Ketiga, keterlambatan persetujuan Rencana Kerja dan Anggaran Biaya (RKAB) bisnis batu bara turut menekan laba bersih HRUM pada paruh pertama 2026.
Namun, Indo Premier menilai berbagai tekanan tersebut telah banyak tercermin dalam harga saham HRUM.
Hal ini terlihat dari penurunan kepemilikan investor institusi yang dinilai menunjukkan bahwa sentimen negatif sudah relatif terdiskon.
Indo Premier memperkirakan peningkatan volume penjualan batu bara pada paruh kedua 2026 menjadi salah satu pendorong utama laba HRUM.

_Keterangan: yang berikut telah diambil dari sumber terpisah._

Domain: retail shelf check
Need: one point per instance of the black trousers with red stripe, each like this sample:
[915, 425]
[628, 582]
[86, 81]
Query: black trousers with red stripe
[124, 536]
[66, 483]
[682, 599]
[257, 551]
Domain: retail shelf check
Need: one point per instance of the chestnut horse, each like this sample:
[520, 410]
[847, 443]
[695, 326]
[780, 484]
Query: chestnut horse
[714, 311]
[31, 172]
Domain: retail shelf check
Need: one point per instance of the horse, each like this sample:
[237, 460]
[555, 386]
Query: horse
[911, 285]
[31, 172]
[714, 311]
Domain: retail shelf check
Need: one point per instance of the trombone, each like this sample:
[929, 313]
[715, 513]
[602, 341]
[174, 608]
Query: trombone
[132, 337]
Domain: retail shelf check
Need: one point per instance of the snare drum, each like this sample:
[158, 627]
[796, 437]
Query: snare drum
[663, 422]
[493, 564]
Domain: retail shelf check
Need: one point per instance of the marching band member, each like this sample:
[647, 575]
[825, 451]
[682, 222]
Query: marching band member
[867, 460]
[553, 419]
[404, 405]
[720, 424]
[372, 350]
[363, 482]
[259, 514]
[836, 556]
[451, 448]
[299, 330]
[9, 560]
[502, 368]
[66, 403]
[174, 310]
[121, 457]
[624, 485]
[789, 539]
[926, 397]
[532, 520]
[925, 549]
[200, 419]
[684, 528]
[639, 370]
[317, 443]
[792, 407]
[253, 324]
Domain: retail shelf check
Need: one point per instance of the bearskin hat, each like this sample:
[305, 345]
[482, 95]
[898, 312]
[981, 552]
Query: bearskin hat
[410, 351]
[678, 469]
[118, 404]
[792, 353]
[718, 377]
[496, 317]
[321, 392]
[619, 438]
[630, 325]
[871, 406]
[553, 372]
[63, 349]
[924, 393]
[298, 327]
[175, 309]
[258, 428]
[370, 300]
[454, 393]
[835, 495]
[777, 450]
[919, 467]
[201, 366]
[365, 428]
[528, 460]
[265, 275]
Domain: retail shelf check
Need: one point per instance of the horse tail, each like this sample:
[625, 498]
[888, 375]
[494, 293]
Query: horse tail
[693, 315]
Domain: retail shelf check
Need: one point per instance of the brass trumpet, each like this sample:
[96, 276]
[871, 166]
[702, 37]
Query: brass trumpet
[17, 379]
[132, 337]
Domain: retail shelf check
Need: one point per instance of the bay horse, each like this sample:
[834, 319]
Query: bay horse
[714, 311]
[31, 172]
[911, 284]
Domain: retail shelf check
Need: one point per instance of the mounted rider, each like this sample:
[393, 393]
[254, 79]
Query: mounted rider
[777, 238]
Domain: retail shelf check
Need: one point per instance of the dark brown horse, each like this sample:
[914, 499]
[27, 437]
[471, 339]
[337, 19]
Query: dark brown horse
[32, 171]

Hingga semester I-2026, HRUM baru menjual sekitar 200.000 ton batu bara, jauh di bawah kuota RKAB sebesar 3 juta ton.
Dengan demikian, sebagian besar penjualan diperkirakan terealisasi pada paruh kedua tahun ini.
Ryan memperkirakan porsi Domestic Market Obligation (DMO) meningkat, meskipun batu bara HRUM memiliki kalori yang relatif tinggi dibandingkan kebutuhan PLN. Perseroan juga menghadapi kenaikan biaya bahan bakar.

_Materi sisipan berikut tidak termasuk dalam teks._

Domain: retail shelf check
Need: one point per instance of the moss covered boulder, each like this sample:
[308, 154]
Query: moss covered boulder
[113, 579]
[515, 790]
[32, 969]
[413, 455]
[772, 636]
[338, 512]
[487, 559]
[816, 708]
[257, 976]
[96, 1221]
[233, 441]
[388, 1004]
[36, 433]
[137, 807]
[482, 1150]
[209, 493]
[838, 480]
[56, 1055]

Meski demikian, Indo Premier masih memperkirakan HRUM mampu mencatatkan margin kas batu bara sekitar USD15 per ton pada paruh kedua 2026, termasuk royalti dan biaya operasional.
Selain batu bara, peningkatan kontribusi bisnis tambang bijih nikel dari PT Position juga diperkirakan menjadi katalis penting bagi HRUM.
Penjualan bijih nikel pada semester I-2026 tercatat sekitar 2,6 juta ton, sementara target setahun penuh berada di kisaran 8-10 juta ton. Artinya, penjualan yang lebih besar diperkirakan terjadi pada paruh kedua seiring peningkatan produksi PT Position.
Sekitar 80 persen cadangan bijih nikel HRUM berbentuk saprolit.
Menurut Indo Premier, peningkatan produksi PT Position akan memungkinkan HRUM mengurangi ketergantungan terhadap pasokan bijih dari pihak ketiga sehingga berpotensi menurunkan biaya kas fasilitas Rotary Kiln-Electric Furnace (RKEF).
Di saat yang sama, harga pasar acuan (market reference price/HPM) untuk bijih saprolit maupun limonit telah menurun. Kondisi tersebut dinilai semakin mendukung penurunan biaya produksi RKEF HRUM.
Dengan mempertimbangkan prospek tersebut, Indo Premier menaikkan proyeksi laba bersih HRUM untuk 2026-2028 sebesar 6-14 persen.
Target harga saham HRUM dinaikkan menjadi Rp1.250 per unit dari Rp1.150 per unit sebelumnya.
Berbeda dari sebelumnya yang menggunakan pendekatan sum-of-the-parts (SOTP), target harga terbaru menggunakan valuasi 7,5 kali price-to-earnings (P/E) forward satu tahun.
Perubahan pendekatan tersebut mencerminkan pandangan bahwa HRUM kini semakin dapat dipandang sebagai perusahaan dengan operasi nikel yang terintegrasi.
Meski prospeknya membaik, risiko tetap ada. Salah satu risiko utama adalah potensi kontribusi negatif dari bisnis HPAL BSE apabila kenaikan biaya sulfur terus menekan margin. (Aldo Fernando)
Disclaimer: Keputusan pembelian/penjualan saham sepenuhnya ada di tangan investor.